The liquidation of copper inventories among Chinese manufacturers is having a major impact on the opposite side of the Pacific, contributing to a slowdown in materials cost increases in the North American construction industry this month, according and the Procurement Executives Group (PEG).

The materials/equipment component of the IHS PEG Engineering and Construction Cost Index (ECCI) declined to 51.5 percent in March, down from 55.2 percent in February. This represents the lowest level recorded so far in 2014.

Combined with a decline in the labor portion of the index, the headline IHS PEG ECCI decreased to 52.5 in March, down from 55.9 in February. While any reading above 50 still indicates that costs are rising, the drop in the ECCI indicates that increases are not as widespread. The ECCI now has been above 50 for 26 consecutive months.

Illustrating the broad nature of the deceleration, nine of the 12 subcomponents within the materials/equipment portion of the ECCI experienced a softening in price increases compared to the previous month.

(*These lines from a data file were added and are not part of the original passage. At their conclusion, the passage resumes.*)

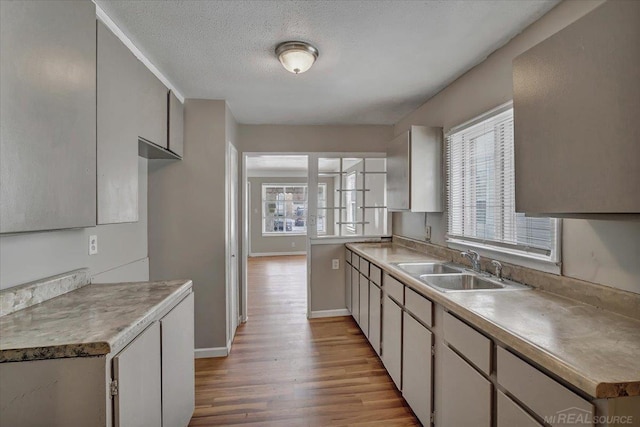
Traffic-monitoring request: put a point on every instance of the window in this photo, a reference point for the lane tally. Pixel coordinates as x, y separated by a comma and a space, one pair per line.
350, 202
284, 208
356, 202
481, 192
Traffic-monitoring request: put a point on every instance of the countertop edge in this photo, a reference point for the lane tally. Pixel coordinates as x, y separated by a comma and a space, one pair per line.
99, 348
529, 350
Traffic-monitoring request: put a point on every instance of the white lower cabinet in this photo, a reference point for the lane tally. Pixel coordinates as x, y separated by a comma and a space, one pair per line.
375, 316
511, 415
178, 374
392, 339
465, 394
138, 402
363, 321
417, 367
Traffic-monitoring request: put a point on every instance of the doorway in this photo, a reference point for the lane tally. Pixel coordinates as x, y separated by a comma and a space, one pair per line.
275, 207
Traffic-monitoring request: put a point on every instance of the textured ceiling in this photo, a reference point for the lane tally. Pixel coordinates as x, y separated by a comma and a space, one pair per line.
379, 60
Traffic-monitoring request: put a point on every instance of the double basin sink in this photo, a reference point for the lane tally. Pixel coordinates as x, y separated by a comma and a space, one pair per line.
447, 277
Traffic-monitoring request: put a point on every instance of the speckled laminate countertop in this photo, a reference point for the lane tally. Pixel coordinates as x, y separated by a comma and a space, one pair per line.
94, 320
592, 349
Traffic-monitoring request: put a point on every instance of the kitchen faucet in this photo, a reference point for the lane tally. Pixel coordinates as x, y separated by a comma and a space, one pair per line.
498, 267
474, 257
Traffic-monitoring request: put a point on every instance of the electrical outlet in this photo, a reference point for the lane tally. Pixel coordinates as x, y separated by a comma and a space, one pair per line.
93, 244
427, 233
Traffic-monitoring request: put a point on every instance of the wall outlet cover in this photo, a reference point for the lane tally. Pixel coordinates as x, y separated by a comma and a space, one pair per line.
93, 244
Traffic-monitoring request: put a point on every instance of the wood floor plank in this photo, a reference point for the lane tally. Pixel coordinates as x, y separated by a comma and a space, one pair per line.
285, 370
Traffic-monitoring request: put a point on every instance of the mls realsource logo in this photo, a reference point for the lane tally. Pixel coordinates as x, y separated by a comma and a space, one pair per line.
581, 417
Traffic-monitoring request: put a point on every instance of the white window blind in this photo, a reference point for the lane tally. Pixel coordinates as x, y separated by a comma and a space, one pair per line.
481, 190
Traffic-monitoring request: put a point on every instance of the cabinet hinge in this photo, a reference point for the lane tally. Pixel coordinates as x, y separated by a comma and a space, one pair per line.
113, 387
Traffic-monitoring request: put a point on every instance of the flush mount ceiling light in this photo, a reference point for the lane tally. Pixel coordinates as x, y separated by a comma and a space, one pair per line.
296, 57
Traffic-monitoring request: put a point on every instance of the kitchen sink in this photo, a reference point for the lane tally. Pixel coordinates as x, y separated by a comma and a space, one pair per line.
468, 282
422, 268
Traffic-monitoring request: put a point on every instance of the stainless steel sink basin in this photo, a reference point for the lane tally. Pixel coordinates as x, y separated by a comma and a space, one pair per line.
422, 268
468, 282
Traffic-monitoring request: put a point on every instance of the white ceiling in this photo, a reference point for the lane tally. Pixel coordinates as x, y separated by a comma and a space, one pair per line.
379, 60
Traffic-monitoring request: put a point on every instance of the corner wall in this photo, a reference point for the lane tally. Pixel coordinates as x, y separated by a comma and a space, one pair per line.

However, equipment based on copper experienced outright decreases, disproportionately pushing down the overall index.

"The PEG copper wire and cable index dropped in March, reflecting the shift in copper pricing and market conditions," said John Mothersole, research director of the Pricing and Purchasing Service at IHS. "Prices had been falling due to concerns about Chinese market growth. However, pricing is being driven down further by the potential liquidation of copper inventory accumulated in China during the past year."

Spot market pricing for copper on the London Metal Exchange declined by 3 percent in January, by 1 percent in February and by 8 percent through March 18.

China’s copper conundrum

Chinese manufacturers over the years have built large stockpiles of copper to use as collateral to fund other investments. However, tightening credit conditions are undercutting the attractiveness of these so-called copper financing deals, releasing copper back into the market. As this phenomenon progresses and as China’s manufacturing sector continues to slow down, selling pressure on copper is impacting a number of industries globally, including North American construction.

Soft labor

The other segment of the ECCI — the subcontractor labor index — also is showing some signs of softness. The labor index registered 54.7 percent in March, down 2.9 points from last month.

“While slightly softer, the labor index continues to reflect the strengthening picture of labor costs resulting from the energy boom in North America,” said Laura Hodges, director of the Pricing and Purchasing Service at IHS. “Western Canada continues to post the highest index levels of any region, indicating that a greater proportion of the survey population is observing higher prices. Construction companies are also expressing concern over tightness in skilled labor markets, particularly welders, in the US Gulf Coast region.”